I am somewhat hopeful that GRT might be able to become something of a general transportation agency rather than the pure transit service it is today if the restructuring that will be needed with the removal of Regional planning authority happens.
 
End of the day I think it's abundantly clear that Waterloo Region has both a desperate need for more service hours, and an awful lot of residents who's mental picture of the Region is as things were 20 or more years ago.

I am somewhat hopeful that GRT might be able to become something of a general transportation agency rather than the pure transit service it is today if the restructuring that will be needed with the removal of Regional planning authority happens.

Many residents picture of the region is the opposite of reality its insane sometimes, every single planning application has swarms of people against it, a lot of the times people worry that "we're turning into Toronto". Recently in Kitchener however there has been a noticeable increase in positive comments thankfully, I know a few of these comments are from people in their late teens/early 20s so the demographic is starting to switch which certainly helps. So the idea that KW is the same as it was 20 years ago is slowly starting to disappear, however it is definitely shifting miles quicker in Kitchener than Waterloo/Cambridge, Waterloo still complains about 25-30 floor buildings. At the regional level they all think its still 20 years ago, the Regions planning staff is atrocious all they can seemingly do is design infrastructure for cars, (try walking through a regionally designed roundabout or bike on a regional road.)

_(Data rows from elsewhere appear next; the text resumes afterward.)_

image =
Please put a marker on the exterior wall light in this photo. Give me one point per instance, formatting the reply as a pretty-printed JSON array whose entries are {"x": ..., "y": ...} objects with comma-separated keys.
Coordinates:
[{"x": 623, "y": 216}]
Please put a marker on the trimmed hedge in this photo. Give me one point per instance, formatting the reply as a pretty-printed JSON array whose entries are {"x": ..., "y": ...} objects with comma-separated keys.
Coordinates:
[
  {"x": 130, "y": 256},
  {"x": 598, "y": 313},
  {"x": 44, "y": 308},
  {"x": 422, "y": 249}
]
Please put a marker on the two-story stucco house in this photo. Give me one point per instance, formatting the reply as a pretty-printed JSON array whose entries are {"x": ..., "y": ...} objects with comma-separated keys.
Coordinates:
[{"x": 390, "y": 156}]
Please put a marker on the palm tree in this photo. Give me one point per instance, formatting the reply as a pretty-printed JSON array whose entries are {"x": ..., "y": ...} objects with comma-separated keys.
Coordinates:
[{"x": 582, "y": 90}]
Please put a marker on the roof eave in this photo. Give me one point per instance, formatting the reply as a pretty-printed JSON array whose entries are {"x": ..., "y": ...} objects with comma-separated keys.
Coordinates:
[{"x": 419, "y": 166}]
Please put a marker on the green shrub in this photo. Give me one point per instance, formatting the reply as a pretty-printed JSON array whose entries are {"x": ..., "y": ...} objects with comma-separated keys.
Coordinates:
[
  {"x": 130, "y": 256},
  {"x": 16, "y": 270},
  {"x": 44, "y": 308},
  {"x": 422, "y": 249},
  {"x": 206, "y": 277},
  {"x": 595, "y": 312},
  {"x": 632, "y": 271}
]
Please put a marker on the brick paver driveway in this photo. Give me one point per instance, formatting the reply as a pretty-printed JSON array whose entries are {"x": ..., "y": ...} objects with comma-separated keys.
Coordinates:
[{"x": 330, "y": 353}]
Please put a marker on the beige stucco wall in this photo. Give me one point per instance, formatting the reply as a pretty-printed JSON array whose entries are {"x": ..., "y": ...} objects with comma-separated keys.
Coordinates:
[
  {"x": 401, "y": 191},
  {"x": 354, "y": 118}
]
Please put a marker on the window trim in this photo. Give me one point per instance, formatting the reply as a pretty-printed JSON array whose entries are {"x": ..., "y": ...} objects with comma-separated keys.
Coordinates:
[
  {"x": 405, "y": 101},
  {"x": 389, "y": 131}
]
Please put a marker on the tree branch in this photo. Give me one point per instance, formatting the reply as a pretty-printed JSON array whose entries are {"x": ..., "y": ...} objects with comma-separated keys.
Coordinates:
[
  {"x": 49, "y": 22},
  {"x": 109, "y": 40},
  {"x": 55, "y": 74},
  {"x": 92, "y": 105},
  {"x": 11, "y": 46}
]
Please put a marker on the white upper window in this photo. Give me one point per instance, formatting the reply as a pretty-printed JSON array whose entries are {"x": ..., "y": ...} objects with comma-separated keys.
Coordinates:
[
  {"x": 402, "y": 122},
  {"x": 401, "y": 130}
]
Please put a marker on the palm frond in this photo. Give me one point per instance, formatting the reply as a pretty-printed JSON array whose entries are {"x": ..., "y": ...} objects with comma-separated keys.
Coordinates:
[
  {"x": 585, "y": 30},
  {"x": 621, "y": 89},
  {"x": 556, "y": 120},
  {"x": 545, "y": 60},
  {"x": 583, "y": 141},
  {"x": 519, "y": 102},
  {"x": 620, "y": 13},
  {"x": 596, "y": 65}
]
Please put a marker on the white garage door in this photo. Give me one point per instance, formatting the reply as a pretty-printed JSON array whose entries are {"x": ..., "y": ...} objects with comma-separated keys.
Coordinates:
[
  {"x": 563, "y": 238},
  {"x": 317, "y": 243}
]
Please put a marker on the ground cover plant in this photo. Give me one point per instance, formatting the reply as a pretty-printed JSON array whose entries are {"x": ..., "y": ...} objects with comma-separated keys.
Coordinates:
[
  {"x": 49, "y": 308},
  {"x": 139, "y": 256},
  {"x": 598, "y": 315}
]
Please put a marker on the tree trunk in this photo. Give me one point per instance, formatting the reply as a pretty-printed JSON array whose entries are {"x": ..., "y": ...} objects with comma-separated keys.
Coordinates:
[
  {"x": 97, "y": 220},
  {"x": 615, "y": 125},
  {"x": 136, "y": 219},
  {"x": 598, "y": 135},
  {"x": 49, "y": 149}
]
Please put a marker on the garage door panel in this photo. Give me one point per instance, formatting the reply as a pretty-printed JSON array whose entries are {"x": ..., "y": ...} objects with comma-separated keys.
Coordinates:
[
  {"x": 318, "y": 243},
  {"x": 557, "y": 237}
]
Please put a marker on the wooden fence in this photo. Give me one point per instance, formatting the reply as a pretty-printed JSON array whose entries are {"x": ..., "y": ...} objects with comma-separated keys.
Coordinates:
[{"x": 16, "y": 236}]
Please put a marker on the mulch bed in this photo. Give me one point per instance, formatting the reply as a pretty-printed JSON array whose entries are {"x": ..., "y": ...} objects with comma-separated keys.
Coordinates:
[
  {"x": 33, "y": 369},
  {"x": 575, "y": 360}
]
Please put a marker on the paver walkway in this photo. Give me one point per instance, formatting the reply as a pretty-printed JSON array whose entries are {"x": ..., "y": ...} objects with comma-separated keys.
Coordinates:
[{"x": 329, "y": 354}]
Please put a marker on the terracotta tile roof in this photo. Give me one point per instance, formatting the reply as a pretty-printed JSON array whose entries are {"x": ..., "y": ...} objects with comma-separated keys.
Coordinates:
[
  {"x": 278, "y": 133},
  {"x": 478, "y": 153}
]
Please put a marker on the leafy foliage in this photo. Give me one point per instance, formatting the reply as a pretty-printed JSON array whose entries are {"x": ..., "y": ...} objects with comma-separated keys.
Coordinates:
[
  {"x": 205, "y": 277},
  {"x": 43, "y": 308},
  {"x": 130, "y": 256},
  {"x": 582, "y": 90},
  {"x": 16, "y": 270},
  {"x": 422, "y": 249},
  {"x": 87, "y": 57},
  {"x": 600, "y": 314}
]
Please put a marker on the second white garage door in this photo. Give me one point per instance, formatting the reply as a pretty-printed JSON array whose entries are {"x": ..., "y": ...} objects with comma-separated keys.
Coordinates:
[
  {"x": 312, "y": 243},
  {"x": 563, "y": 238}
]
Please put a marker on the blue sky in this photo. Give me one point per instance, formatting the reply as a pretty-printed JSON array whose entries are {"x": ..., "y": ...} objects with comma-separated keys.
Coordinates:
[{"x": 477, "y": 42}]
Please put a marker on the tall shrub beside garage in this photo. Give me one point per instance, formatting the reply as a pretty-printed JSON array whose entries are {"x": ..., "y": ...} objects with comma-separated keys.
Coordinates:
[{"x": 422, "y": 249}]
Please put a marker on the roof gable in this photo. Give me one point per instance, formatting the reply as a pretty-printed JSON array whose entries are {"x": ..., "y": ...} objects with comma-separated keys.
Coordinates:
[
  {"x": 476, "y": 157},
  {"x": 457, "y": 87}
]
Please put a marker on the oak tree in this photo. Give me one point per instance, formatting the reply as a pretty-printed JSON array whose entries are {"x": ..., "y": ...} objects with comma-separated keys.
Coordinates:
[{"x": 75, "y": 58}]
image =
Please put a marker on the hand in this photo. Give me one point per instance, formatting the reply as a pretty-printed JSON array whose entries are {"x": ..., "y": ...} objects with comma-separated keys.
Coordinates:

Kitchener's planning staff on the other hand is miles better, in the last few years they've constructed the downtown cycling grid (pieces are missing in it because the Region refuses to include the infrastructure on their roads), most road reconstruction projects in the city promote traffic calming and active/public transit usage. (It's amazing to see what the currently under construction city owned section of Highland Rd looks like in comparison to the regional section), they are actively pushing developers to have less car dependent designs and the list goes on. If Kitchener's planning staff were to replace the Regions the cuts would not be happening solely because the city has had the ideological change already so they'd recognize that cuts are the opposite of what is needed.